Monday, March 23, 2026

Volume Is Not Authority

Dear married,
Volume is often the refuge of a weak argument.

You don’t have to shout to be right.
You don’t have to overpower to be heard.
You don’t have to raise your voice to raise your point.

When tone rises, listening usually falls.

And what started as disagreement becomes defense.
What started as discussion becomes survival.

Marriage is not a courtroom.
It is not a battlefield.
It is not a stage for dominance.

It is a covenant between two people who are supposed to feel safe with each other.

If your spouse flinches when your tone changes,
if your children go silent when you enter a room,
if your argument depends on decibels instead of clarity…
Pause.

James 1:19 tells us to be quick to listen, slow to speak, slow to anger.

Not because anger never feels justified.
But because volume rarely produces wisdom.

A loud voice can win a moment and lose connection.
A calm voice can preserve connection even in conflict.
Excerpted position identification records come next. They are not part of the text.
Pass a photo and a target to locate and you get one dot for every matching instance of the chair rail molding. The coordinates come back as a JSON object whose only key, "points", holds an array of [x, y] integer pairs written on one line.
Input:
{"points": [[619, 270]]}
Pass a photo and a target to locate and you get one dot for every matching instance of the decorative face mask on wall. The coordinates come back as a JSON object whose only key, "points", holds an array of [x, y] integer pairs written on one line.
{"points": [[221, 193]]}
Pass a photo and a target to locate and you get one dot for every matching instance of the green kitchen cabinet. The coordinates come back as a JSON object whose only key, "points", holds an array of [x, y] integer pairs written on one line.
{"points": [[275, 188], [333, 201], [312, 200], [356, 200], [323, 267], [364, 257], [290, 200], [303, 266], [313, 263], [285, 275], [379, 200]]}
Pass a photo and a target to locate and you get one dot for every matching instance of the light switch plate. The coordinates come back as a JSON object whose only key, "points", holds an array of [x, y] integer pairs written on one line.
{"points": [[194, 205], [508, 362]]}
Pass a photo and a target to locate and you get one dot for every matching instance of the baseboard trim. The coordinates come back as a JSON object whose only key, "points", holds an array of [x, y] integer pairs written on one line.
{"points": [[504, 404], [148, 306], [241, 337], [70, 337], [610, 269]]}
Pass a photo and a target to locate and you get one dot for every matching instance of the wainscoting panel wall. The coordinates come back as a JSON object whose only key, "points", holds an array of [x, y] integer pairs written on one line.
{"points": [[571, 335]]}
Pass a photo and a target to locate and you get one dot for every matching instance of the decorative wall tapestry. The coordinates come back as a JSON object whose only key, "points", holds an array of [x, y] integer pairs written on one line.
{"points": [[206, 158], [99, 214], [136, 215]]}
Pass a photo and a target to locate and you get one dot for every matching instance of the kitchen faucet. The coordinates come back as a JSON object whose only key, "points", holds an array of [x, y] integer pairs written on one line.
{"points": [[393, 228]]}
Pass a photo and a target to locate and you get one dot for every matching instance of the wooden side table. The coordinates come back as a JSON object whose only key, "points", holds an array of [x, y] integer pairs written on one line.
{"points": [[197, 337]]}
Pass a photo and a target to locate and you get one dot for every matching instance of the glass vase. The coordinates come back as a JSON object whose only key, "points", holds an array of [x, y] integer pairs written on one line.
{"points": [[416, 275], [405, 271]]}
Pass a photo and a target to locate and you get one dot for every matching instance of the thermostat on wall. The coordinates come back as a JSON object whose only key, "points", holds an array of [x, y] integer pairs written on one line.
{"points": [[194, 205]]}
Proverbs 15:1 says a gentle answer turns away wrath.
Not a clever one.
Not a louder one.
A gentle one.

Volume often hides insecurity.
When we feel unheard, we get louder.
When we feel threatened, we get sharper.
When we feel dismissed, we push harder.

But authority in marriage is not about who can dominate the room.
It is about who can regulate themselves.

Control over your tone is strength.
Restraint is maturity.
Calmness is leadership.

You don’t shout at someone you cherish.
You lean in.
You clarify.
You repeat if needed.
You breathe.

Your spouse is not your opponent.
They are on your side.

If your point is strong, it will stand at conversational volume.
Lower the tone.
Raise the wisdom.

👣 Be Better. 💛 Love Better. 🙌🏾 Do Better. 💍Marriage Works.